SMH : Hijacked into terrorism war: Pakistan tells of US threat

Saturday, September 23, 2006

Hijacked into terrorism war: Pakistan tells of US threat

September 23, 2006

WASHINGTON: The Pakistani President, Pervez Musharraf, says the US threatened to bomb his country back to the Stone Age after the September 11 attacks if he did not help America's war on terrorism.

General Musharraf says the threat was delivered by Richard Armitage, then the deputy secretary of state, to his director of intelligence.

"The intelligence director told me that [Mr Armitage] said, 'Be prepared to be bombed. Be prepared to go back to the Stone Age'," General Musharraf said in the interview to be shown tomorrow on the CBS network news program 60 Minutes.

It was insulting, the president said, "a very rude remark".

But, General Musharraf said he reacted responsibly.

"One has to think and take actions in the interests of the nation and that is what I did," he said.

Neither the White House, nor the State Department would comment on the conversation.

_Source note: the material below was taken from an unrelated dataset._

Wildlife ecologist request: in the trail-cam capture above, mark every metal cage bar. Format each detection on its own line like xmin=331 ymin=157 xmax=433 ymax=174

Mr Armitage told CNN on Thursday that he never threatened to bomb Pakistan, would not say such a thing and did not have the authority to do it.

Mr Armitage said he did have a tough message for Pakistan, saying the Muslim nation was either "with us or against us," according to CNN.

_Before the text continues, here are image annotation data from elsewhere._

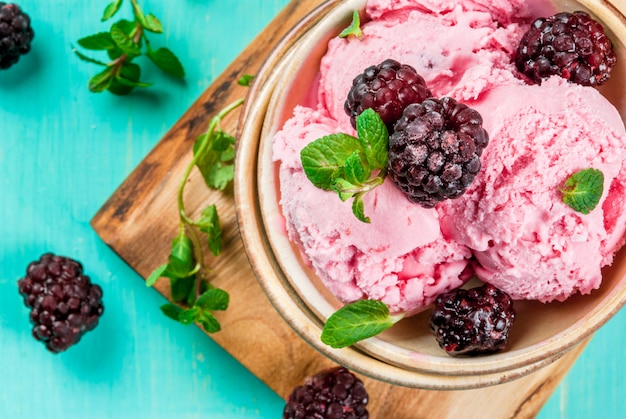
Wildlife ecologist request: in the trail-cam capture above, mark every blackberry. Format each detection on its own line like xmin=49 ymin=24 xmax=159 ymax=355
xmin=515 ymin=11 xmax=616 ymax=86
xmin=388 ymin=97 xmax=489 ymax=208
xmin=344 ymin=59 xmax=432 ymax=132
xmin=0 ymin=1 xmax=35 ymax=69
xmin=18 ymin=253 xmax=104 ymax=353
xmin=430 ymin=284 xmax=515 ymax=356
xmin=283 ymin=367 xmax=369 ymax=419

Lisa Curtis, a South Asia specialist with a conservative Washington policy group, the Heritage Foundation, said she did not know exactly what was said by Mr Armitage but was sceptical he would have threatened to bomb Pakistan.

"The question of any bombing taking place, that question revolves around Afghanistan," said Ms Curtis, who has previously worked at the US Senate's Foreign Relations Committee, the State Department and the Central Intelligence Agency.

"I would find it difficult to believe he talked about bombing Pakistan specifically because, while I don't know the exact contents of the conversation, I do know it was a pretty firm ultimatum in terms of … choosing between the Taliban or the US," she added.

With the Taliban still fighting in Afghanistan and statements by the Afghan Government that Pakistan must do more to crack down on militants in its rugged border area, the issue is again a sensitive one between Islamabad and Washington.

General Musharraf reacted with displeasure to comments by Mr Bush on Wednesday that if he had firm intelligence that the al-Qaeda leader, Osama bin Laden, was in Pakistan, he would issue the order to go into that country.

"We wouldn't like to allow that. We'd like to do that ourselves," General Musharraf said.